Background: No reflow after primary percutaneous coronary intervention is a dynamic process and its reversibility may affect left ventricular (LV) remodeling. We aimed at assessing in-hospital evolution of angiographic no reflow, predictors of its reversibility, and its impact on LV function at follow-up (FU).
Methods: Fifty-three consecutive patients (age, 60±10 years; male sex, 79%) presenting with ST-elevation myocardial infarction and undergoing primary percutaneous coronary intervention within 12 h of symptom onset were enrolled. No reflow was defined as a final thrombolysis in myocardial infarction (TIMI) flow of 2 or final TIMI flow of 3 with myocardial blush grade (MBG) of less than 2. The evolution of angiographic no reflow was assessed by repeat in-hospital coronary angiography. Patients with no reflow found to have an improvement of TIMI and/or MBG leading to a final TIMI 3 and MBG of greater than or equal to 2 were classified as reversible no reflow; the remaining patients were classified as sustained no reflow. Variables predicting the patterns of no reflow, recorded on admission, were assessed among clinical, angiographic and laboratory data. FU echocardiographic data (at 6 months) were compared with those obtained in-hospital according to no reflow evolution.
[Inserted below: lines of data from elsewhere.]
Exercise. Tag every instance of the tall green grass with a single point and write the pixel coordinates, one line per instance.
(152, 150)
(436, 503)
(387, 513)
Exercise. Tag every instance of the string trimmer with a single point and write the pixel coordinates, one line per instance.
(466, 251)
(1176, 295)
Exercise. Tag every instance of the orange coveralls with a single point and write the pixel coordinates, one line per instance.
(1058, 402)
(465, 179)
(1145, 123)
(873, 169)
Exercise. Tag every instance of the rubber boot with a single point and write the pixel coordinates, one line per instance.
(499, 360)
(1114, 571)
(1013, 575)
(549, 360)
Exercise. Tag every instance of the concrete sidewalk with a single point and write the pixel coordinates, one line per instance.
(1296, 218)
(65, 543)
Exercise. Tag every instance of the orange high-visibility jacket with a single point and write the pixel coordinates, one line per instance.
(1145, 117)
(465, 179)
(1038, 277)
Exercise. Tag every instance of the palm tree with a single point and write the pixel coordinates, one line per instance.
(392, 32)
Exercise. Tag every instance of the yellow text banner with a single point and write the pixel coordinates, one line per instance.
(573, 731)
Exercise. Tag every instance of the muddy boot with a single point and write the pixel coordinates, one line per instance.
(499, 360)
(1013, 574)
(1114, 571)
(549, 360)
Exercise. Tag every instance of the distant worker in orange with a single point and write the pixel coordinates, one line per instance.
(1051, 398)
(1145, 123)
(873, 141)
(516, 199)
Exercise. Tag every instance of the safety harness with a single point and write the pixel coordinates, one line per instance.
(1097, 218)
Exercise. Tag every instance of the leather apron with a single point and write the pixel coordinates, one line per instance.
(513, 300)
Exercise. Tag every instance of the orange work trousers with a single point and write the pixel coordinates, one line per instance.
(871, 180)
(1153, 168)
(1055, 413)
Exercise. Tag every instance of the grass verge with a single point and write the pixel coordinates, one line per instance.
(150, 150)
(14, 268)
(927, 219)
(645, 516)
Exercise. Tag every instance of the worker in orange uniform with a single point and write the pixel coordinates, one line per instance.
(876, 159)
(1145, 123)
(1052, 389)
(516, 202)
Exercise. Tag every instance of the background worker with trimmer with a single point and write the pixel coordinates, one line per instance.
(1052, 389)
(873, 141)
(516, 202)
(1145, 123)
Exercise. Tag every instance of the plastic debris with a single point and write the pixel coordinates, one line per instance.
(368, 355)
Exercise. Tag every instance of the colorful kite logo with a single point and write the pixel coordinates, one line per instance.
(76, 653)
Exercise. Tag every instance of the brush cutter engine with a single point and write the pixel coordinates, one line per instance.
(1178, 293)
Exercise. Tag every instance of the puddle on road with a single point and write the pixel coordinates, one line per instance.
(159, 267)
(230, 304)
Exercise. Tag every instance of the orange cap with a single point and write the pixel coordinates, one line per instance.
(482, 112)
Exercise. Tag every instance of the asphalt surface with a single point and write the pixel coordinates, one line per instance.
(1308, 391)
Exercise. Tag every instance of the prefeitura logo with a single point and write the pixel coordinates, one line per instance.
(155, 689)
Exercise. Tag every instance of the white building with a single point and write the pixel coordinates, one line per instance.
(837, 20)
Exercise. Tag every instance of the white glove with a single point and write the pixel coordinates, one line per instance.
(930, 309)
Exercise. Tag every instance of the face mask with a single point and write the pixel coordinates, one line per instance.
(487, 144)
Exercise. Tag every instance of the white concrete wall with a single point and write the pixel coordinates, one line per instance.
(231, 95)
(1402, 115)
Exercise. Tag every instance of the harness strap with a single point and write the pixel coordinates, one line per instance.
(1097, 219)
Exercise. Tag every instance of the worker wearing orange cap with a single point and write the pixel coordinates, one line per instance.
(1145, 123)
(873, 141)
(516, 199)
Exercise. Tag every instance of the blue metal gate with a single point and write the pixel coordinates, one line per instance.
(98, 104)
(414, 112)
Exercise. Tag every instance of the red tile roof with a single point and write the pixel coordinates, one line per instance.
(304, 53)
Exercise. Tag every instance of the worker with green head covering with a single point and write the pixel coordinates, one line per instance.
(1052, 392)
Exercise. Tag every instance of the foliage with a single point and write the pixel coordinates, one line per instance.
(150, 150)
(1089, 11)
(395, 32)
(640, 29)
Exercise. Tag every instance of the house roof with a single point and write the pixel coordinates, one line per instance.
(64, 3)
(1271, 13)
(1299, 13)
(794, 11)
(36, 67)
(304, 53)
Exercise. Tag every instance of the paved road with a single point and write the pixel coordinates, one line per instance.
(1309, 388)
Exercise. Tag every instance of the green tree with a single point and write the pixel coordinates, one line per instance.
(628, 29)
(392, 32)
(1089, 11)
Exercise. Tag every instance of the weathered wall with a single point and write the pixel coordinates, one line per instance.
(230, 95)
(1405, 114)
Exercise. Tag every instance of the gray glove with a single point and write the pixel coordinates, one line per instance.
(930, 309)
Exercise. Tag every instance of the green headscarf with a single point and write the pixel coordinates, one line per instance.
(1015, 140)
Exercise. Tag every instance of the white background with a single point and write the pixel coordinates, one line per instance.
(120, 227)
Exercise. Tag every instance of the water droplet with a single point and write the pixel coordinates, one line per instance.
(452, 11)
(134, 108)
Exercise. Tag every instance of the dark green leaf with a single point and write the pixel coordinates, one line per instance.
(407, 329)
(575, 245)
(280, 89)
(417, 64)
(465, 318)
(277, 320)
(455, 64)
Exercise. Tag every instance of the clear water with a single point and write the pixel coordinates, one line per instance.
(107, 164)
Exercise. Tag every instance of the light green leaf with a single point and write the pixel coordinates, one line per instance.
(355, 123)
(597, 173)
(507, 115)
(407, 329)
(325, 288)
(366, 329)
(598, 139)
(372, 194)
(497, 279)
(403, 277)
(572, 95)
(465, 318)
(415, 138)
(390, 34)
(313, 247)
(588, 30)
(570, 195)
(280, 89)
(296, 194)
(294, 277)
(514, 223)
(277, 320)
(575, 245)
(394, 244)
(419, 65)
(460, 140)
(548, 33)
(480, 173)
Results: Thirty-six patients (68%) exhibited myocardial reperfusion; 17 patients (32%) showed no reflow. Among these, six patients (age, 58±10 years; male sex, 83%) showed sustained no reflow, whereas 11 patients (age, 55±8 years; male sex, 82%) showed reversible no reflow. Patients with sustained no reflow had longer time to percutaneous coronary intervention (261±80 min) compared with those with myocardial reperfusion (216±94 min) or reversible no reflow (237±76 min; P=0.008 and 0.05, respectively). Moreover, patients with sustained no reflow had a higher peak troponin-T levels (14.5 ng/ml; range, 7.5-20.2 ng/ml) compared with those presenting with myocardial reperfusion (3.9 ng/ml; range, 3.3-9.1 ng/ml) and reversible no reflow (7.7 ng/ml; range, 3.6-29.9 ng/ml; P=0.03 and 0.07, respectively). At multivariate ordinal logistic regression, time pre-PCI retained its statistical significant association with angiographic no reflow evolution (odds ratio=2.54; 95% confidence interval: 1.45-6.53; P=0.04), with troponin T levels showing a borderline statistical significance (odds ratio=3.12; 95% confidence interval: 1.07-6.23; P=0.09). Finally, in patients with sustained no reflow only both end-diastolic and end-systolic volumes significantly increased at FU (P<0.001 and 0.001, respectively).
Conclusion: Sustained no reflow is associated with a longer ischemic time and predicts worse LV remodeling. No reflow, however, shows an in-hospital reversibility calling for therapeutic interventions when its prevention fails.